BÜYÜK MUTASAVVIF ÂLİM, ZAHİD SUFİ ZÜNNÛN-İ MISRÎ HAZRETLERİ
Zünnûn-i Mısrî Hazretleri devbir ilim adamı olmasının yanında kelimenin tam anlamıyla zahid mutasavvıf bir sûfîdir. İlk eğitimini Ahmim’de aldıktan sonra İslâmî ilimlerde derinleşme cihetine gitmiş; Mâlik b. Enes, Leys b. Sa’d, Süfyan b. Uyeyne gibi (Allah hepsinden razı olsun) büyük alimlerden hadîs ve fıkıh dersleri almıştır.
Bozulan kalbi düzeltmek için ne yapmak lâzımdır? diye sorduklarında; “Beş şey yapmalıdır. Helâl yemek, Kur’an-ı Kerîm okumak, sahihlerle sohbet, gece ibadet etmek, seher vaktinde ağlamak” cevabını verdi.
Kalbin hasta olmasının alametleri
Zünnûn-i Mısrî Hazretleri buyurdu ki: “Kalbin hasta olmasının alâmeti dörttür: Birincisi; tâattan (ibadetten) tad, haz almaz. İkincisi; Allahu Teâlâ’dan korkmaz. Üçüncüsü; eşyaya, mahlukata ibret gözüyle bakmaz. Dördüncüsü; dinlediği ilim ve nasihatten istifâde etmez.”
Kulun sevildiğinin alameti
Zünnûn-i Mısrî Hazretleri buyurdu ki: “Bir kula bak, vaktini boşa harcıyorsa, boş şeylerle vakit geçiriyorsa, Allahü teâlâyı anmıyorsa, bilesin ki, Allahü teâlâ onu sevmiyor.”
İfsadın altı sebebi
Zünnûn-i Mısrî hazretleri sevdiklerine buyurdu ki: “Fesadın altı sebebi vardır: 1) Âhiret işindeki niyetin zayıflığı,
2) Bedenin şeytana esir olması,
3) Ecelin yakın olmasına rağmen uzun emelin gâlip gelmesi,
4) Kulun rızâsını Allahu Teâlâ’nın rızasından önde tutmak,
5) Hevâ ve hevese uyup sünneti terk etmek,
6) Önce geçenlerin iyiliklerini söylemeyip kusurlarını araştırmak.”
Azaların tevbesi
Zünnûn-i Mısrî Hazretleri buyurdu ki: “Her âzânın tövbesi vardır. Kalb ve gönlün tövbesi, şehveti terk etmektir. Gözün tövbesi, harama bakmamaktır. Dilin tövbesi, fenâ söz söylemekten, gıybet etmekten çekinmektir. Kulağın tövbesi, kötü sözleri dinlememektir. Ayağın tövbesi, haram yerlere gitmekten kendini korumaktır.”

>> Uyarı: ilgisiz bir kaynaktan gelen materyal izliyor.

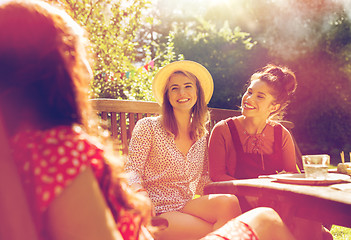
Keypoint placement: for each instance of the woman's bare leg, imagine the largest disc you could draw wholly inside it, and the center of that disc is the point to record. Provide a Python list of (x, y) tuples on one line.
[(267, 224), (183, 226)]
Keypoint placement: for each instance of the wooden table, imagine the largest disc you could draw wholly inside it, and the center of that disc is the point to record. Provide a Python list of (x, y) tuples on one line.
[(319, 203)]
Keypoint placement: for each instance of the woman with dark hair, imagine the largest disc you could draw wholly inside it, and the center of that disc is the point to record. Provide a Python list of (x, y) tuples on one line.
[(254, 143), (168, 154)]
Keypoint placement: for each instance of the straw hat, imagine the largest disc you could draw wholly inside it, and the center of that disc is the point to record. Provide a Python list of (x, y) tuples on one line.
[(160, 81)]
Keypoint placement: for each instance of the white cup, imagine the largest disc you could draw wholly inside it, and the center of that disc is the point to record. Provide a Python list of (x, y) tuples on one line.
[(316, 166)]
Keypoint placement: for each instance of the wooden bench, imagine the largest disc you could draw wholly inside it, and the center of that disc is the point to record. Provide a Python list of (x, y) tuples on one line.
[(122, 116)]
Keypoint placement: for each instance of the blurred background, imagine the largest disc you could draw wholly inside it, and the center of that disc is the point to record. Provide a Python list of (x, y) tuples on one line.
[(132, 39)]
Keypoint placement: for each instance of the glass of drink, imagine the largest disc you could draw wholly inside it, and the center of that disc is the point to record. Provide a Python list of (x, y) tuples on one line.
[(316, 166)]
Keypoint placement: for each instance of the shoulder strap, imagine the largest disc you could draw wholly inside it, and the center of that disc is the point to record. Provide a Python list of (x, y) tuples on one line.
[(235, 136)]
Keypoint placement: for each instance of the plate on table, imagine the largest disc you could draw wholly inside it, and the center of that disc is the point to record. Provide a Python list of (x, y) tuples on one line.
[(299, 178)]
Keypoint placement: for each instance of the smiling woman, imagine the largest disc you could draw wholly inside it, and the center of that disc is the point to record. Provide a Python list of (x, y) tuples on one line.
[(168, 154)]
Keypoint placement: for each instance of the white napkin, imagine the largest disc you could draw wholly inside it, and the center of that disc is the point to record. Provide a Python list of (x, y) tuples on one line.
[(342, 186)]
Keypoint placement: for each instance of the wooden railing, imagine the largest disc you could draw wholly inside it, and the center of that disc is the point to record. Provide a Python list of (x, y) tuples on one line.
[(123, 114)]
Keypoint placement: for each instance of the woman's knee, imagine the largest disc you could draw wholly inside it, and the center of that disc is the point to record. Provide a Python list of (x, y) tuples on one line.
[(227, 203)]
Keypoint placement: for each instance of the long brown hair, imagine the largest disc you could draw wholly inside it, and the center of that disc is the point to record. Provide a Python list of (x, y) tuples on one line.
[(199, 113)]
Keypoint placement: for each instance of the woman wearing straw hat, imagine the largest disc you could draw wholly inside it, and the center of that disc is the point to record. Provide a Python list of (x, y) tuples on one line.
[(168, 154)]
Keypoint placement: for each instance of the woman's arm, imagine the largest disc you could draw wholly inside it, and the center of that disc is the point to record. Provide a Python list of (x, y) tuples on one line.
[(288, 151), (15, 219), (80, 212), (217, 153), (139, 149)]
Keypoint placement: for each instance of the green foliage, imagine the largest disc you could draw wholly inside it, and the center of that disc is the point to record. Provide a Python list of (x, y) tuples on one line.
[(113, 26)]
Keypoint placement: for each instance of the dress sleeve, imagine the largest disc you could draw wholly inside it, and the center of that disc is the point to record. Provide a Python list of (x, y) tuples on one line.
[(139, 149), (217, 153), (288, 151)]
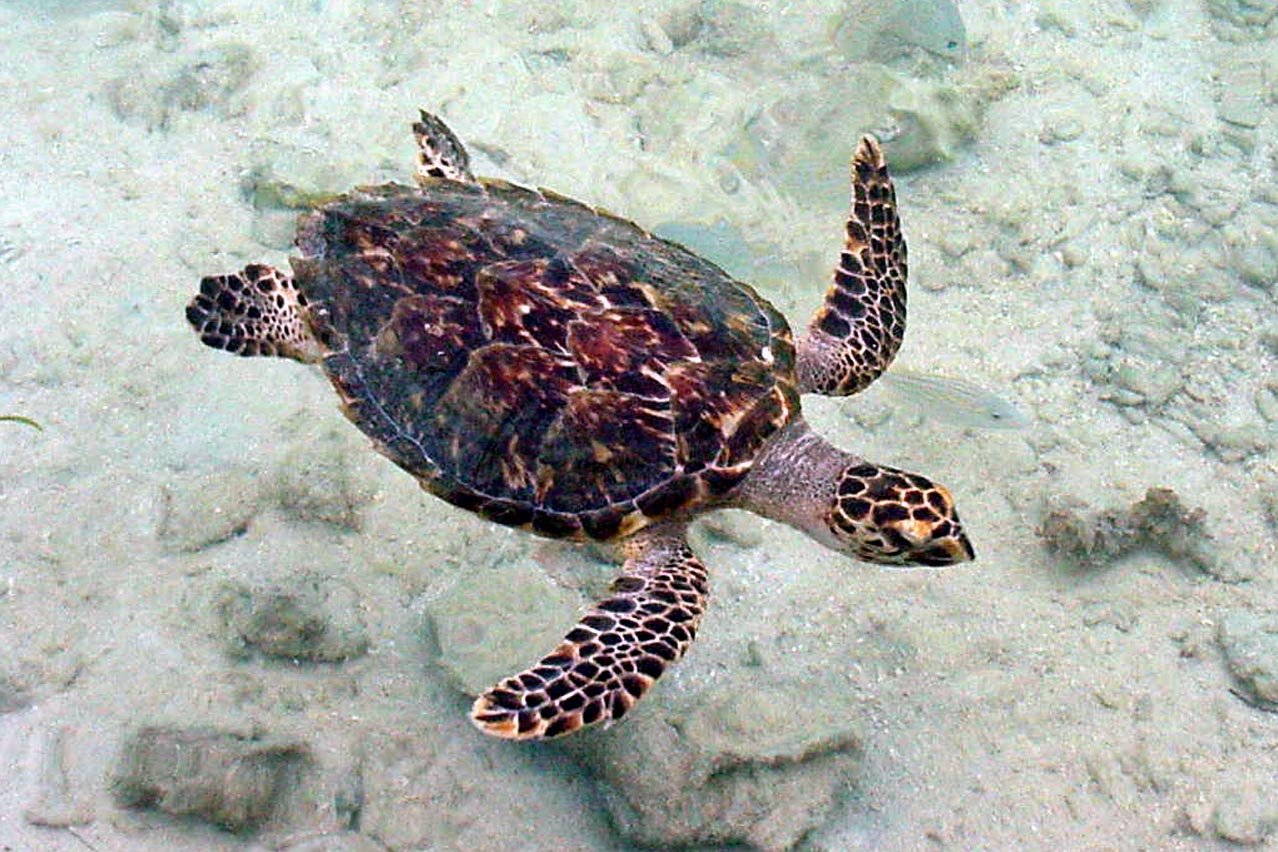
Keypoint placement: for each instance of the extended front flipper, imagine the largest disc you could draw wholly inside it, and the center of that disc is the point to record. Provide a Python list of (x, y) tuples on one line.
[(858, 330)]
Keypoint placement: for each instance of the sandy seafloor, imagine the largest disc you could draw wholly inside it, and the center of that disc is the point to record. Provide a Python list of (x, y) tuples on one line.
[(1093, 224)]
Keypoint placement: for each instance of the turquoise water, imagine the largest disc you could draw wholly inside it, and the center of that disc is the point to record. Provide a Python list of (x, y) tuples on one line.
[(225, 623)]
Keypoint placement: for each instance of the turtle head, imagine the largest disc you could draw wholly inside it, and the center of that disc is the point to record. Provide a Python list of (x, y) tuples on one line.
[(893, 517)]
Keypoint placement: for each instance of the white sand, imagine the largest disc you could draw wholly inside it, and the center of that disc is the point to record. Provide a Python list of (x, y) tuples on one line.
[(1089, 235)]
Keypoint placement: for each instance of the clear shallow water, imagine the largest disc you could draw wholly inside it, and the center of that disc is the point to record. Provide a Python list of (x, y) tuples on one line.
[(1089, 198)]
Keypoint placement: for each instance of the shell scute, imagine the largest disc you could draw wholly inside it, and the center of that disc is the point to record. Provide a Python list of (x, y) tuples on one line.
[(538, 362)]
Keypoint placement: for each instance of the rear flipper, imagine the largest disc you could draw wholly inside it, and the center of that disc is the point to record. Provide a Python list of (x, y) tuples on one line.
[(615, 653), (254, 312)]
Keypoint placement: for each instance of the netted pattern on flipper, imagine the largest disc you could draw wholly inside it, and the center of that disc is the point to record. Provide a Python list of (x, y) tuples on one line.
[(614, 654), (859, 328), (254, 312)]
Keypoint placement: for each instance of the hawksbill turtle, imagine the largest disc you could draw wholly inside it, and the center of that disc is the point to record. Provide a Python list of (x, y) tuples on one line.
[(552, 367)]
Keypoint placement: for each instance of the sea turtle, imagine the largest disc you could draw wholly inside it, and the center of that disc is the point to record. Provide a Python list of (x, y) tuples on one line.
[(552, 367)]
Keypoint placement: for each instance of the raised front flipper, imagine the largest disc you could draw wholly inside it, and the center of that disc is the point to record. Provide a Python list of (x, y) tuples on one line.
[(614, 654), (858, 330)]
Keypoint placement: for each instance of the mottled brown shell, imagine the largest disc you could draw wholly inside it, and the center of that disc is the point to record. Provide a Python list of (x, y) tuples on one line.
[(539, 362)]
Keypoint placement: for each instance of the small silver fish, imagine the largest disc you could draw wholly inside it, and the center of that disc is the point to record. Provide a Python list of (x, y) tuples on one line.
[(954, 401), (870, 28)]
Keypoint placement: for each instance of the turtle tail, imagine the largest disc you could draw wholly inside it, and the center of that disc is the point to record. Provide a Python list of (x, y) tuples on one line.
[(254, 312)]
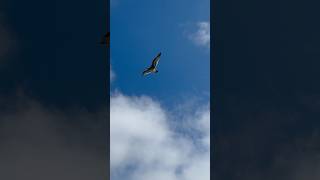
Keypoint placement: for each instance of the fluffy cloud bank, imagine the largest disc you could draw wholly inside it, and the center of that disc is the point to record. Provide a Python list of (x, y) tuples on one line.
[(144, 145), (201, 36)]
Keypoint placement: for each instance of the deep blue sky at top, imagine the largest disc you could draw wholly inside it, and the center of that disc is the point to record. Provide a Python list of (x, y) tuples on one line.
[(141, 29)]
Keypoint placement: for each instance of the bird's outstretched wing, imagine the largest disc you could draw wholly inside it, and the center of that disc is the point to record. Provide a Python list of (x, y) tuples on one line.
[(156, 60), (147, 71)]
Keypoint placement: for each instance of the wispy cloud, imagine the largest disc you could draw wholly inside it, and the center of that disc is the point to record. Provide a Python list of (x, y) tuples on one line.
[(201, 36), (39, 142), (145, 146)]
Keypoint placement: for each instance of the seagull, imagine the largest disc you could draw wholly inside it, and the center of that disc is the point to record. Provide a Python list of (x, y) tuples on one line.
[(153, 67), (106, 39)]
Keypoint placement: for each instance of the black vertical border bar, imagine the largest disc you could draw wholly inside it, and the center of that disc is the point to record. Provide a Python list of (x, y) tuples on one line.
[(107, 20)]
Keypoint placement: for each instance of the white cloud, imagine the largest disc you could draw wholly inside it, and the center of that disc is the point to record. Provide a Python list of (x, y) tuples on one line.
[(201, 36), (144, 146)]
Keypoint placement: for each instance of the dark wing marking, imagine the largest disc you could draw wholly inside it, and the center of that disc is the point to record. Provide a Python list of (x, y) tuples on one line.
[(156, 60), (147, 71)]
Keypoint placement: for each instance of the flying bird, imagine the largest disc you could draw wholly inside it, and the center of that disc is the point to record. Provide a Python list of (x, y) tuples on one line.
[(153, 67), (106, 39)]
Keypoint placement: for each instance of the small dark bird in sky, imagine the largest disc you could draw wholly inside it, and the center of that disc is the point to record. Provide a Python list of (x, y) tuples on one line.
[(106, 39), (153, 67)]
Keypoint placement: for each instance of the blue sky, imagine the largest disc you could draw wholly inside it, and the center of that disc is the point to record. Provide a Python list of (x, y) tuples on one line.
[(159, 124), (141, 29)]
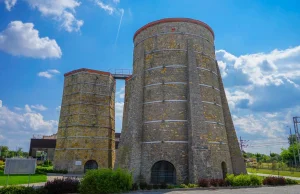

SÖZ VE NASİHATLERİNDEN BAZILARI
Tasavvuf kaynaklarında Zünnûn-i Mısrî Hazretleri’ne pek çok hikmetli söz nisbet edilmektedir. Bunlardan bazıları şunlardır;
Hakikat yolunda terakki etmek istersen
* “Sizden kim hakikat yolunda terakki etmek isterse ulemâya karşı cehl, zâhidlere karşı rağbet ve âriflere karşı samt (sükût) izhar eylesin. Bu şekilde davranmak âlimden ilim, zâhidden zühd, ârifden de marifet elde edebilmenin yegâne yoludur.”
Kulluk daimidir olmalıdır, zira…
* “Ubûdiyet (kulluk) her lahzada o müteâl Zât’a karşı kul olmandır. Tıpkı O, her lahza senin Rabbin olduğu gibi…”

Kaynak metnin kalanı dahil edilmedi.